Cyrtopleura costata, or the angel wing clam, is a bivalve mollusc in the family Pholadidae. It is found in shallow parts of the northwest Atlantic Ocean and also in the North Sea coast of Scotland and the western coast of the Adriatic Sea in a remote area in the Marche region in central Italy. It lives on the seabed, where it digs its burrows through soft sand and mud using a very slow, revolving movement. These burrows can take years to form, and can reach a maximum depth of 8ft, but always below 3 ft at the lowest tide.

==Description==
Cyrtopleura costata has a pair of brittle, asymmetric white valves and can grow to about 7 in in length. The anterior end is elongated and has a rounded point which is used for digging through the substrate. The posterior end is truncated and rounded and near the beak has an apophysis, a wing-like flange, which helps provide an attachment for the foot muscles. On the anterior side of the beak, the margin is smooth and bent slightly upwards. The whole valve has finely sculptured radial ribs which intercept with a series of concentric growth rings parallel with the margin. In the living animal, the valves are covered by the periostracum, a thin grey protective layer of protein which is part of the shell. This layer has usually been stripped away by sand and surf by the time that the empty shells are washed up on the beach, and the valves are usually found singly, because the muscles that hold them together are weak. Internally, the live mollusc has a powerful muscular foot and a pair of long, fused siphons. These siphons are unable to retract back into the shell and as a result, the two valves permanently gape apart.

==Distribution==
Cyrtopleura costata is found in shallow seas in the north east Atlantic Ocean between Cape Cod and the Gulf of Mexico. It is also found in the West Indies, Central America and as far south as Brazil. It is most common in the intertidal zone and just below low water mark.

==Biology==
Cyrtopleura costata lives beneath the surface of the sea bed. It is able to bore through sand, mud, wood, clay and even soft rock using a twisting motion of its pointed anterior end, assisted by jets of water ejected from the mantle cavity. It is a filter feeder. Its siphons extend to the surface of the substrate and water is drawn in through one and expelled through the other with microalgae and zooplankton being filtered out as the water passes through the gills. Respiration takes place at the same time. Cilia then draw the food particles up to the mouth.
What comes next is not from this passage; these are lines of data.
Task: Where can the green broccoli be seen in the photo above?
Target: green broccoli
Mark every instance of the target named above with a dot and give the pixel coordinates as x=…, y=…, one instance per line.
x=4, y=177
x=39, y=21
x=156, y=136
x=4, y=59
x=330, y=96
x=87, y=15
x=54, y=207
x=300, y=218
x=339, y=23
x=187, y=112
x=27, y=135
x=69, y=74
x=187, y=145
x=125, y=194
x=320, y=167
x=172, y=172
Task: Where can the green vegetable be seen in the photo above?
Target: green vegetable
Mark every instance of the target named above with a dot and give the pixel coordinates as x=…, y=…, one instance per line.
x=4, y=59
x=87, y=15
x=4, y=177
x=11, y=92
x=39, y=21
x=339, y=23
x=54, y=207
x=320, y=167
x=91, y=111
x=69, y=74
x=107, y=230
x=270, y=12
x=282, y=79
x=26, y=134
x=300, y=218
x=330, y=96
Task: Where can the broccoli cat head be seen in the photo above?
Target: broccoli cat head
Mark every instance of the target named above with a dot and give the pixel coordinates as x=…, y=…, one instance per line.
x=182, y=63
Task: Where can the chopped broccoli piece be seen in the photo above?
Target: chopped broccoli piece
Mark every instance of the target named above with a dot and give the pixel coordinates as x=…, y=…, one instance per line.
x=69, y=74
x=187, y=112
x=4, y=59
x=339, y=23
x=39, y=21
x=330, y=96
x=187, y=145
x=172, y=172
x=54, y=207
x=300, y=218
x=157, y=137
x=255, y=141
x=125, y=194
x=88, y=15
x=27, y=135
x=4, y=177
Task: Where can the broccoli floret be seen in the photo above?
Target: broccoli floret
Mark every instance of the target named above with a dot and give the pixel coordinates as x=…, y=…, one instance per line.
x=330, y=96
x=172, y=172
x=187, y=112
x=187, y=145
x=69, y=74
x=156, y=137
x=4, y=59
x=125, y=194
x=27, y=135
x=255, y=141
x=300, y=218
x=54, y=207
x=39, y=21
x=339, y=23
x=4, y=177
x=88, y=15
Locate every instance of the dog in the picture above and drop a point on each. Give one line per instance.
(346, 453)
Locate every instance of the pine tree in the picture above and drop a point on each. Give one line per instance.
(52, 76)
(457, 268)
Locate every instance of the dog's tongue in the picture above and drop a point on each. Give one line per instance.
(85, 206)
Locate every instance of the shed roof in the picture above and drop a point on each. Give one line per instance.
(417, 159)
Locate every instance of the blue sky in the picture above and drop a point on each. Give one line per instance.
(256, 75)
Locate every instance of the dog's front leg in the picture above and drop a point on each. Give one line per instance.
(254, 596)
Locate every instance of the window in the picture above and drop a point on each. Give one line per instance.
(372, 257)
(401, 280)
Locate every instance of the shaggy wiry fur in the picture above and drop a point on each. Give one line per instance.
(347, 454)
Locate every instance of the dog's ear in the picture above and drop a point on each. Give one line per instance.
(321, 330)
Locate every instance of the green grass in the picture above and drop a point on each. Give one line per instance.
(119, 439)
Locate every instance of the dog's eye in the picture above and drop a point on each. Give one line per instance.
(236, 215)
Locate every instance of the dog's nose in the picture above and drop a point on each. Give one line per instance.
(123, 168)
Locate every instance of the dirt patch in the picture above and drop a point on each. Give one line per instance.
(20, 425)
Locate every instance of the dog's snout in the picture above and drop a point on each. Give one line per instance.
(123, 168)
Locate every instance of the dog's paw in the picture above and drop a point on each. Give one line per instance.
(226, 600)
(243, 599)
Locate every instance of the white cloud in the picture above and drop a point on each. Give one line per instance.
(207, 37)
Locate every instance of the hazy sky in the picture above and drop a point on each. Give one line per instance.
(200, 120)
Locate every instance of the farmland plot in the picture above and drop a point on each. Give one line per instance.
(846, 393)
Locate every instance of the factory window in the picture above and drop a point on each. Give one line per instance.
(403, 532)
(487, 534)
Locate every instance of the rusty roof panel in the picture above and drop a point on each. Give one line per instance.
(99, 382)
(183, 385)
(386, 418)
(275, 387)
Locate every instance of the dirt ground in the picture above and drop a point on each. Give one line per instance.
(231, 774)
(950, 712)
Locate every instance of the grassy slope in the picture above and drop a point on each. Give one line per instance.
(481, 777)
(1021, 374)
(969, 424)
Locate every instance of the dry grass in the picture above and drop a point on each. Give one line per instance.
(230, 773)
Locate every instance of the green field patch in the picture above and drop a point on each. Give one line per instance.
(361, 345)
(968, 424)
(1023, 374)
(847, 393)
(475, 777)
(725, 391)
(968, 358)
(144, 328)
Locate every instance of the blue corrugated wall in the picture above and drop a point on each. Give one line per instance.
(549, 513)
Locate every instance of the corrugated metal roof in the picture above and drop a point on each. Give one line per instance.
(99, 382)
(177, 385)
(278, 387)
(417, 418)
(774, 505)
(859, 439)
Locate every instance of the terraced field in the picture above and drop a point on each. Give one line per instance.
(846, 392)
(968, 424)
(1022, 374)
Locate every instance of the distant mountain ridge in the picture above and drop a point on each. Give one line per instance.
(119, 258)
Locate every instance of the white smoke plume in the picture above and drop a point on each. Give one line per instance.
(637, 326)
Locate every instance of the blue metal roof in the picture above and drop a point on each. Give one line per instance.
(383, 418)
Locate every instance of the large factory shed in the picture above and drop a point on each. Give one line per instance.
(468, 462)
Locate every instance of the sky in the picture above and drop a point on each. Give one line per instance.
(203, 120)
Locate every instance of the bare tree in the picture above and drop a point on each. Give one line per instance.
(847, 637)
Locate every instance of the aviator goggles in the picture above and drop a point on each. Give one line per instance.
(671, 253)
Spawning usually takes place in summer. Gametes are passed out of the exhalent siphon and fertilisation takes place externally. After hatching, eggs develop into veliger larvae which are planktonic. After 16 to 21 days, these undergo metamorphosis into a pediveliger stage and settle out onto a soft substrate such as sand. There they become juveniles and start burrowing.

==Uses==
Cyrtopleura costata is used as food in Cuba and Puerto Rico. It is a fast-growing species, and it has been investigated for possible use in commercial aquaculture. Under optimal conditions, it was found that the larvae were ready to undergo metamorphosis after 12 days, and settlement could be triggered by use of a dilute solution of epinephrine. The clams could reach a marketable size of 6 cm within 6 months.